The Common Years
- Author: Jilly Cooper
- Illustrator: Paul Cox
- Cover artist: Colin Thomas (paperback)
- Language: English
- Genre: Diaries
- Set in: 20th-century Britain
- Published: 1984
- Publisher: Methuen
- Publication place: United Kingdom
- Pages: 320
- Website: https://www.jillycooper.co.uk/books/the-common-years/

= The Common Years =

Diaries by Jilly Cooper published in 1984

The Common Years is a 1984 anthology of diary entries by English author Jilly Cooper. The diary covers a period of Cooper's life from 1972 to 1982. During this decade, Cooper and her family lived in Putney, London, and she regularly walked her dogs on Putney Common and Barnes Common. The book became a bestseller and was praised for its observations of the natural world but criticised by some for its portrayals of some of Cooper's neighbours.

== Background ==
Between 1972 and 1982, Cooper and her family lived in Putney, and during this period Cooper kept a series of diaries recording life in the area. From these published diaries, it seems that central to Cooper's life there were her daily walks on Putney Common, accompanied by her dogs, Maidstone and Fortnum. The diaries were initially intended as preparatory work for her novel Riders. Cooper recorded her children growing older, the changing seasons and the untimely deaths of both dogs. She also stated that she was very sad to leave the area. There is some similarity between events in the diaries and some of her journalism, since she drew on the same incidents for her Mail on Sunday column. The book was illustrated by Paul Cox. A future volume about life in Gloucestershire was planned for publication in the early 1990s, with the working title The Gloucestershire Years.

== Reception ==

The book became a bestseller. Upon publication The Sunday Telegraph praised Cooper's botanical descriptions that have "minute and loving observation" and praises the illustrations of Putney Fair, Barnes graveyard and Beverley Brook. Bolton News produced a double review of this work and Riders, published in the same year, describing this work as a "mixture of Joyce Grenfell and August Strindberg". The Sydney Morning Herald reviewed the book and described it as too dog-focussed, with relief in the form of brief references to politics and nature.
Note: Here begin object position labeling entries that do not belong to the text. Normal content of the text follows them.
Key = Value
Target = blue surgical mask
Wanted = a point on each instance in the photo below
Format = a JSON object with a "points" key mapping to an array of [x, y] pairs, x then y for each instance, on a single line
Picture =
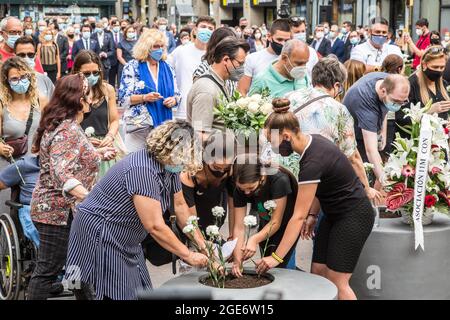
{"points": [[204, 34], [86, 35], [174, 169], [393, 107], [92, 80], [12, 40], [300, 36], [157, 54], [21, 87], [30, 61], [379, 40]]}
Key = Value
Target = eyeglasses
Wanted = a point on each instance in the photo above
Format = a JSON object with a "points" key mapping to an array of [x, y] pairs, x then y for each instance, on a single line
{"points": [[14, 33], [15, 80], [94, 73], [30, 55], [434, 51]]}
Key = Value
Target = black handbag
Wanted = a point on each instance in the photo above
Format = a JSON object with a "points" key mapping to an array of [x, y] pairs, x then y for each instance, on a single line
{"points": [[153, 251]]}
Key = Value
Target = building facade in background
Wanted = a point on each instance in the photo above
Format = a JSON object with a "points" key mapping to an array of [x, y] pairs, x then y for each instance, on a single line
{"points": [[401, 13]]}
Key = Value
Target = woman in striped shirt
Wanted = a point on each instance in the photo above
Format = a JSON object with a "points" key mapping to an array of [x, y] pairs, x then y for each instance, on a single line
{"points": [[105, 255]]}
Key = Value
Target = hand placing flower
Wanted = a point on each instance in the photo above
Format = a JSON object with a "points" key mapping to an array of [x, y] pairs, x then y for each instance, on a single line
{"points": [[249, 249], [265, 264]]}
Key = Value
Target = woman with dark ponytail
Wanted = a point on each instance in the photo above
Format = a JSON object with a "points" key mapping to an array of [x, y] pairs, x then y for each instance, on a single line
{"points": [[257, 184], [325, 174]]}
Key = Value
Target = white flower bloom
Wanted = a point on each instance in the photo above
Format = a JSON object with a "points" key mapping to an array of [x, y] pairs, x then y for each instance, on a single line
{"points": [[192, 220], [90, 131], [188, 229], [242, 102], [212, 231], [266, 108], [256, 98], [270, 205], [140, 85], [253, 107], [218, 212], [250, 221]]}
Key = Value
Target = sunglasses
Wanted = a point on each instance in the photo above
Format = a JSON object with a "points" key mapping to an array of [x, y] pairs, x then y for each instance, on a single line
{"points": [[30, 55], [94, 73]]}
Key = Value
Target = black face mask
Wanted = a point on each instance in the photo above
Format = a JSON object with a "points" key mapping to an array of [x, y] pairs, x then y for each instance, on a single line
{"points": [[433, 75], [285, 148], [276, 47], [435, 42]]}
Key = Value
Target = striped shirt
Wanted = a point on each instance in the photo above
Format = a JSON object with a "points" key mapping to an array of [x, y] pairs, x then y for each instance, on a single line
{"points": [[104, 246]]}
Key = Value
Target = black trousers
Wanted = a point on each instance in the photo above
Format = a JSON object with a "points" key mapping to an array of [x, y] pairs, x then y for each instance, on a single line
{"points": [[112, 76], [51, 259]]}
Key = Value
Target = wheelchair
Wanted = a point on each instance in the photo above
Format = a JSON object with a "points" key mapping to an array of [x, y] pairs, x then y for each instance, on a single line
{"points": [[17, 253]]}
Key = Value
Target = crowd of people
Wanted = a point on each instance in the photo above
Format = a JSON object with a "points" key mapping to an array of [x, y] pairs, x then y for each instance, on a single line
{"points": [[337, 100]]}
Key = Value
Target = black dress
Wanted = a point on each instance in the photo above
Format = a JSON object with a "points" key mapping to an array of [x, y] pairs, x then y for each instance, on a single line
{"points": [[414, 97]]}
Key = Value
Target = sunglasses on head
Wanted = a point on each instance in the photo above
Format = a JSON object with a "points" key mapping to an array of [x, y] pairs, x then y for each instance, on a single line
{"points": [[30, 55], [94, 73]]}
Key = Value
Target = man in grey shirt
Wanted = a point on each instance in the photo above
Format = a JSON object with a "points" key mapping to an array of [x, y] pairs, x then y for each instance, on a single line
{"points": [[229, 59], [26, 49], [369, 101]]}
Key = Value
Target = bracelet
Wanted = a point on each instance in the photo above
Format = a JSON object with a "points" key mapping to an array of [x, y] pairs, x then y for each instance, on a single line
{"points": [[276, 257]]}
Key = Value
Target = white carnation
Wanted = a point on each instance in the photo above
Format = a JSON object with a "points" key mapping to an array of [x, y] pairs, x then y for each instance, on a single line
{"points": [[253, 107], [270, 205], [250, 221], [188, 229], [90, 131], [256, 98], [212, 231], [266, 108], [192, 220], [218, 212]]}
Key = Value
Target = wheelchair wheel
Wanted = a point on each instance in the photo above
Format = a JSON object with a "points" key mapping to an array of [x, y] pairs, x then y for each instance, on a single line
{"points": [[10, 269]]}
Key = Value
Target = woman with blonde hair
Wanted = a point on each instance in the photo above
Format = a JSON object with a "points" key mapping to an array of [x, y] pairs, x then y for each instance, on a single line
{"points": [[20, 108], [355, 71], [427, 84], [107, 231], [48, 54], [148, 89]]}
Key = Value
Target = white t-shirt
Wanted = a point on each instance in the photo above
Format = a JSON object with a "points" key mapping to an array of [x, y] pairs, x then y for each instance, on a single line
{"points": [[184, 60], [260, 60], [369, 55]]}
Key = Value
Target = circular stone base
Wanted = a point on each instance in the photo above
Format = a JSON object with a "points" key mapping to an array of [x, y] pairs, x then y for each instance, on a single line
{"points": [[287, 285], [389, 268]]}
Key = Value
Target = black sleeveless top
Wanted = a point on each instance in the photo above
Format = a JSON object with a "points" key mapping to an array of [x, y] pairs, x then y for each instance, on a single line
{"points": [[98, 118], [205, 199]]}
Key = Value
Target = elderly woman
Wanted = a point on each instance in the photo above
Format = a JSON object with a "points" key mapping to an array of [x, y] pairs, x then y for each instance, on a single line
{"points": [[148, 90], [105, 250], [69, 165]]}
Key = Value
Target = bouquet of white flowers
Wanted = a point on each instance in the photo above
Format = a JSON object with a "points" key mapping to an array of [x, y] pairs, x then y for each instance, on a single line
{"points": [[245, 115]]}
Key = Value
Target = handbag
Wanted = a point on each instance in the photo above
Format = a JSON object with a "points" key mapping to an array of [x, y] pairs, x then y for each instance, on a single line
{"points": [[153, 251], [20, 145]]}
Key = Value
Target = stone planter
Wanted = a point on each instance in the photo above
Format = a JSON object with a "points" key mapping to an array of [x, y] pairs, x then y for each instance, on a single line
{"points": [[390, 269], [287, 285]]}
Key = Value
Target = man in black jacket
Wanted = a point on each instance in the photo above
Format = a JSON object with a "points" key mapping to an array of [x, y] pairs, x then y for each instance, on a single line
{"points": [[63, 46], [107, 48], [321, 44]]}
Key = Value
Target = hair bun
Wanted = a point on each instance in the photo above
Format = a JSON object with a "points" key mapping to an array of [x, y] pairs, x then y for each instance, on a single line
{"points": [[281, 105]]}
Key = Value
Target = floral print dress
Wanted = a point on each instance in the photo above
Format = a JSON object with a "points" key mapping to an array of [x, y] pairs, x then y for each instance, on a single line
{"points": [[67, 158]]}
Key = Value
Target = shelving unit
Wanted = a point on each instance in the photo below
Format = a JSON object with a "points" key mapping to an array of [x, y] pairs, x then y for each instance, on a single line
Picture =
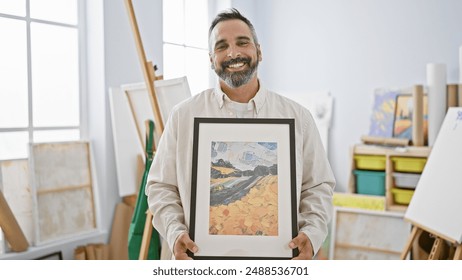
{"points": [[388, 153]]}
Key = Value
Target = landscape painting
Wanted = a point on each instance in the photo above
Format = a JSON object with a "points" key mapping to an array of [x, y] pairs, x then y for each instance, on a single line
{"points": [[244, 188]]}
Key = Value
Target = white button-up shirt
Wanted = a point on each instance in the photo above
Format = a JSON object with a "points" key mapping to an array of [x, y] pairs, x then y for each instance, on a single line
{"points": [[169, 183]]}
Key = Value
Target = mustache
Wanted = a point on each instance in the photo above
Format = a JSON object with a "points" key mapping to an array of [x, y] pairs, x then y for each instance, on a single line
{"points": [[235, 60]]}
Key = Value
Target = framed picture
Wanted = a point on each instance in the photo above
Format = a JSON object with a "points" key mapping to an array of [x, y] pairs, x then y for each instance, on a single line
{"points": [[243, 196], [361, 234], [402, 125]]}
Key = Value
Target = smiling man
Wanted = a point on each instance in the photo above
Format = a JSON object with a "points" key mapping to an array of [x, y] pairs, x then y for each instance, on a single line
{"points": [[235, 55]]}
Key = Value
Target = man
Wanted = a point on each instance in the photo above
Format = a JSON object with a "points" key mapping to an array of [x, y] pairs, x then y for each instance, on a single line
{"points": [[235, 55]]}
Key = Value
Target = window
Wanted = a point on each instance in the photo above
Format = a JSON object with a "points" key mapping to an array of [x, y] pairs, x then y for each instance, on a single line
{"points": [[185, 29], [40, 88]]}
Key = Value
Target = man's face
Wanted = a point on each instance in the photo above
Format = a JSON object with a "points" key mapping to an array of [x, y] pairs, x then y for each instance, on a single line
{"points": [[234, 54]]}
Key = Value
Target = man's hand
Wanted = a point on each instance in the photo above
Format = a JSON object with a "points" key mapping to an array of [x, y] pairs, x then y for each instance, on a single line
{"points": [[182, 245], [303, 243]]}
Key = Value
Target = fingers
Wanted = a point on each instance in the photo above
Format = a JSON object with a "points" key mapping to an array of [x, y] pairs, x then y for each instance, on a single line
{"points": [[303, 244], [182, 245]]}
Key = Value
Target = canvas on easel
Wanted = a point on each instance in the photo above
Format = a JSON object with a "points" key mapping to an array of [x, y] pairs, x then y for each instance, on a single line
{"points": [[435, 204]]}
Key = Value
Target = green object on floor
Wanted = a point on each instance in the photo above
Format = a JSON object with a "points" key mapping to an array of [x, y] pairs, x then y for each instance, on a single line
{"points": [[136, 230]]}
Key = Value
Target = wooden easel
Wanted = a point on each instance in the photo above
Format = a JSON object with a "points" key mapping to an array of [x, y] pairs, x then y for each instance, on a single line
{"points": [[437, 249], [149, 77]]}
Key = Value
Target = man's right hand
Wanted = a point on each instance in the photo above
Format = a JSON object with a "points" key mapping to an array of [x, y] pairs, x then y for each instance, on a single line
{"points": [[182, 245]]}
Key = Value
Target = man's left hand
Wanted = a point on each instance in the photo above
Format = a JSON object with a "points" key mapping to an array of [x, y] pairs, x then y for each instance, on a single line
{"points": [[303, 243]]}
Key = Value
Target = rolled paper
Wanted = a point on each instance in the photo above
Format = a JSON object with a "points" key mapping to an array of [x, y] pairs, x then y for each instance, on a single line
{"points": [[417, 116], [452, 95], [436, 80]]}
The Observer's review pointed out how the diaries could be viewed negatively by Cooper's neighbours. Describing how Cooper drew critically on the neighbourhood for her journalism, reviewer Hilary Spurling stated that the people of Putney might not look forward to this book, since it variously described people as unprepossessing, vulgar, snobbish and stingy. Spurling described the antics of Cooper's dogs as a "vicious reign of terror", citing the fact they had killed another dog and three cats. This negative approach to her Putney neighbours was repeated in a 1999 review in The Sunday Telegraph, however it continued to praise her nature writing, including "flowers described as though they were catwalk models".

== Analysis ==
In a feature on Putney's popularity in 1988, The Observer stated that Cooper had "immortalised" the area through her diaries. By 1991 the book was described as having wildlife central to its themes. In 1996 Cooper's The Common Years was discussed as part of a publishing boom in diary-writing, typified by Alan Bennett, Alan Clark and Kenneth Williams.

In a 2010 interview Cooper reflected that many people viewed The Commons Years as her best book. Penguin Books recommended it as one of five works best placed to start reading Jilly Cooper with; the others are Bella, Riders, Rivals and Animals in War. In 2018 Red magazine listed it as one of Cooper's top ten books. In 2024 Cooper described the book as her favourite of her own publications.